Attaque l'hommeessai

Si l’on veut observer, photographier ou, éventuellement, peindre  (plus risqué) un casoar, il existe trois possibilités.

  1. Se rendre dans un zoo (mais ils ne sont pas légion à proposer cette attraction).
  2. S’enfoncer à pied dans la jungle de Papouasie-Nouvelle Guinée (mais elle est difficile d’accès).
  3. Prendre la route entre Port Douglas et Cap Tribulation dans le Queensland, la remonter, la redescendre, la remonter, la redescendre, la remonter, la redescendre, jusqu’à ce qu’un spécimen traverse devant la voiture.

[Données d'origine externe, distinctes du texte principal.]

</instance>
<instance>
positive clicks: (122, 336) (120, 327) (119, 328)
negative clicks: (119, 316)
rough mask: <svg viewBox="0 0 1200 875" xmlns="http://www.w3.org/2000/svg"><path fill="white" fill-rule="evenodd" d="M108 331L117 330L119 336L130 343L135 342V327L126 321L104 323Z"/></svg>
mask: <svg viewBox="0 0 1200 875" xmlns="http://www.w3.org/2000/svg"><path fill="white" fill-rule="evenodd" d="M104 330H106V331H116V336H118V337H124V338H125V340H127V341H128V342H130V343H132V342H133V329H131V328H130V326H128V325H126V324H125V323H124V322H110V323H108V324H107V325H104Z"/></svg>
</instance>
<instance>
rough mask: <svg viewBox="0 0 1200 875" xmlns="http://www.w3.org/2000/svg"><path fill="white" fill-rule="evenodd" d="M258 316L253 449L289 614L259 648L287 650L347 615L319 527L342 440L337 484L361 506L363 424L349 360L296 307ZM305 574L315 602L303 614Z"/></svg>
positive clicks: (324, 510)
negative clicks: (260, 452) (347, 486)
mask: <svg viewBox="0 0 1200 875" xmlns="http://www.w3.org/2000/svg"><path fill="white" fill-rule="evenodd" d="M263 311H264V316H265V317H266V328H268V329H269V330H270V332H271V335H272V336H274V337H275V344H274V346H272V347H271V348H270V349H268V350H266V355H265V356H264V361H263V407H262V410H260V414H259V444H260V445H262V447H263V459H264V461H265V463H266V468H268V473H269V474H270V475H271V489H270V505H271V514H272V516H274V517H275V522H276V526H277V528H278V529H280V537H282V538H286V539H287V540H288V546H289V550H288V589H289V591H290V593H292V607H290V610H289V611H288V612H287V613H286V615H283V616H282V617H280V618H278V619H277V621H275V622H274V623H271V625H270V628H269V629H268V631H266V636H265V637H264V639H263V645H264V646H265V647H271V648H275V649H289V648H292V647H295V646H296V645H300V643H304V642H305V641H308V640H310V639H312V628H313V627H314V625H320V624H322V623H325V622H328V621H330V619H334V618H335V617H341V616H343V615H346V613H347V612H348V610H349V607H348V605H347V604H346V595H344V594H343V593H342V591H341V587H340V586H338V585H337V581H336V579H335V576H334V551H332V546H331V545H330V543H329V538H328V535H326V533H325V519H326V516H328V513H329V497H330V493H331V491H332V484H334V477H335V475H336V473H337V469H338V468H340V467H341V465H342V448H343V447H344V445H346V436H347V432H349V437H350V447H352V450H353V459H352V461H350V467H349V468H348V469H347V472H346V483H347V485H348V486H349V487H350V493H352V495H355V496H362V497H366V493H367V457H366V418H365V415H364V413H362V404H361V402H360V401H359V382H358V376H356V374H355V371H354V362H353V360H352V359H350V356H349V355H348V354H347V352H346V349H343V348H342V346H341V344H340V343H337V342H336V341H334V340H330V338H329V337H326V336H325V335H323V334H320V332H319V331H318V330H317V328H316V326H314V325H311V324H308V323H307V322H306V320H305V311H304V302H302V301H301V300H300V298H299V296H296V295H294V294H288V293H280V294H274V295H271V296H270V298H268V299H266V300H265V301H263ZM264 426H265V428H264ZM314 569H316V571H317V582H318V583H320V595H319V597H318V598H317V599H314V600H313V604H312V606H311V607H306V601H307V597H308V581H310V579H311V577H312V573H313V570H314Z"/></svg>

À titre personnel c’est la dernière solution que j’ai expérimentée, dans un mélange surprenant d’excitation, d’extrême satisfaction égocentrée (« J’AI VU un casoar ! »), de pétoche et finalement de frustration. Cela va très vite, en effet. Et l’observation est d’autant plus courte qu’une grande partie du temps imparti pour cela (dépendant du bon vouloir de l’animal) est consacrée à l’opération consistant à sortir son appareil photo en évitant de verser dans le fossé, à le régler correctement et à tenter de viser la cible sans trop trembler (que l’on tremble de peur ou d’excitation, cela revient au même). Le résultat, dont je ne devrais pas faire la publicité (mais après tout, je ne suis pas photographe animalier), pour le moins raté, est visible dans l’album accompagnant ce nouveau billet. On y découvrira, outre le casoar furtif, les merveilles de cette partie septentrionale du Queensland, un des lieux où Cook a débarqué. Par deux fois, j’ai pu visiter la région et je garde un souvenir grandiose de ces marches sur les plages immenses, bordées par l’une des dernières forêts primaires de la planète. Le soir, en particulier, on est vraiment dans la beauté.